Since December, Maersk and other shipping companies have been diverting vessels around Africa’s Cape of Good Hope to avoid attacks by Iran-aligned Houthi militants in the Red Sea. This longer route has resulted in increased freight rates.
The ongoing armed conflict between Israel and Hamas-led Palestinian militant groups in the Gaza Strip, which began on October 7, 2023, has exacerbated the situation. In a customer advisory, Maersk updated clients on the disruptions in the Red Sea and what to expect in the coming months, indicating that the disruptions are likely to continue into the third quarter of 2024.
Maersk stated, “As we shared in our 6 May update, the complexity of the situation in the Red Sea and the ripple effects on global supply chains have intensified in recent months. This has caused industry-wide disruptions. We now expect that these disruptions will continue into the third quarter of 2024.”

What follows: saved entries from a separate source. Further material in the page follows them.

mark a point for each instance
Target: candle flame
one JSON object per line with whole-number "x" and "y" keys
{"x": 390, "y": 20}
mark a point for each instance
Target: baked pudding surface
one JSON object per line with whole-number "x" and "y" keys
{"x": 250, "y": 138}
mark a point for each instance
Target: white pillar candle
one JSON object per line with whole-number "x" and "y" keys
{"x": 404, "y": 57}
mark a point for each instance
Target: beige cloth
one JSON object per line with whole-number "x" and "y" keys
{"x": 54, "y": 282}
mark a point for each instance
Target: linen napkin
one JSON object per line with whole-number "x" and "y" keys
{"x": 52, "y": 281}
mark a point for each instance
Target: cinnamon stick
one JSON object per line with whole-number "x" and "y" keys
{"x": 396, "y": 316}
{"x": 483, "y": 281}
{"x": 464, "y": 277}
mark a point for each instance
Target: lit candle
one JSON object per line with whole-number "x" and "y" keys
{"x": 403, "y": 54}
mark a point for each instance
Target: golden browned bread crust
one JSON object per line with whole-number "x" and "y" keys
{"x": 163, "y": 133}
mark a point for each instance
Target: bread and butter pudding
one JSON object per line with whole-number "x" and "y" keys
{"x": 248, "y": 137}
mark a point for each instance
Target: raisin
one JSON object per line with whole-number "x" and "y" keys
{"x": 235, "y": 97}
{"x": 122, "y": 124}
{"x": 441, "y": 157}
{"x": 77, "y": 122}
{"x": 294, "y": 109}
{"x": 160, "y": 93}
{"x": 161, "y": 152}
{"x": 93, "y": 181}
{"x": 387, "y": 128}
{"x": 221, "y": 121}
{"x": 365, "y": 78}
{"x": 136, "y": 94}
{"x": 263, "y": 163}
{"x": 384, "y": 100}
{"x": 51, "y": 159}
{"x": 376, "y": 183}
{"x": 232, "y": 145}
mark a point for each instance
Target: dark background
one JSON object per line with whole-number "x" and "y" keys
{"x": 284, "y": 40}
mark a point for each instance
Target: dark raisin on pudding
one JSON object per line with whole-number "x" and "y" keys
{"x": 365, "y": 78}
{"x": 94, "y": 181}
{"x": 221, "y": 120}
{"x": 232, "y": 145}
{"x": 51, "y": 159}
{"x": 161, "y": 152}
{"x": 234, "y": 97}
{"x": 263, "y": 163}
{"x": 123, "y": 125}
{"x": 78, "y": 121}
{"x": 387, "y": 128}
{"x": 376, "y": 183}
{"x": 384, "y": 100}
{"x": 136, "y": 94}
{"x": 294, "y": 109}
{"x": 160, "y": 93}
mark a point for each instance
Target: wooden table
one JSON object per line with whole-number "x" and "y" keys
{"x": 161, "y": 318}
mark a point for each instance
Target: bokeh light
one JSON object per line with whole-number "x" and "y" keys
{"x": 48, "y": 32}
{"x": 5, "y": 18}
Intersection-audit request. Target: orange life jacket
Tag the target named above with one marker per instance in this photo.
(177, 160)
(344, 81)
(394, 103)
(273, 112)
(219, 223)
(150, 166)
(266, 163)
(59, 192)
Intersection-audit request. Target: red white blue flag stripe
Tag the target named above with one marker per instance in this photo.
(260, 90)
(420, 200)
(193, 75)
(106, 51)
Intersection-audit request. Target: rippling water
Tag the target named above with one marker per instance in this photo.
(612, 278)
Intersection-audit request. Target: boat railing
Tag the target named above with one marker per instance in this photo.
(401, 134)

To manage the additional costs, Maersk will temporarily increase some surcharges. “You will see relevant surcharges on your latest invoices, some higher than last month. Please know that we will continue to review the surcharges regularly and keep you updated on changes. You can also find the latest information on our dedicated surcharges page on Maersk.com,” the statement added.
The company explained that the ongoing security issues in the Red Sea are increasing costs related to fuel and additional charter rates due to the longer journey. Additionally, Maersk has increased sailing speeds, leased an additional 125,000 containers, and reorganized its fleet to enhance capacity in response to the current challenges.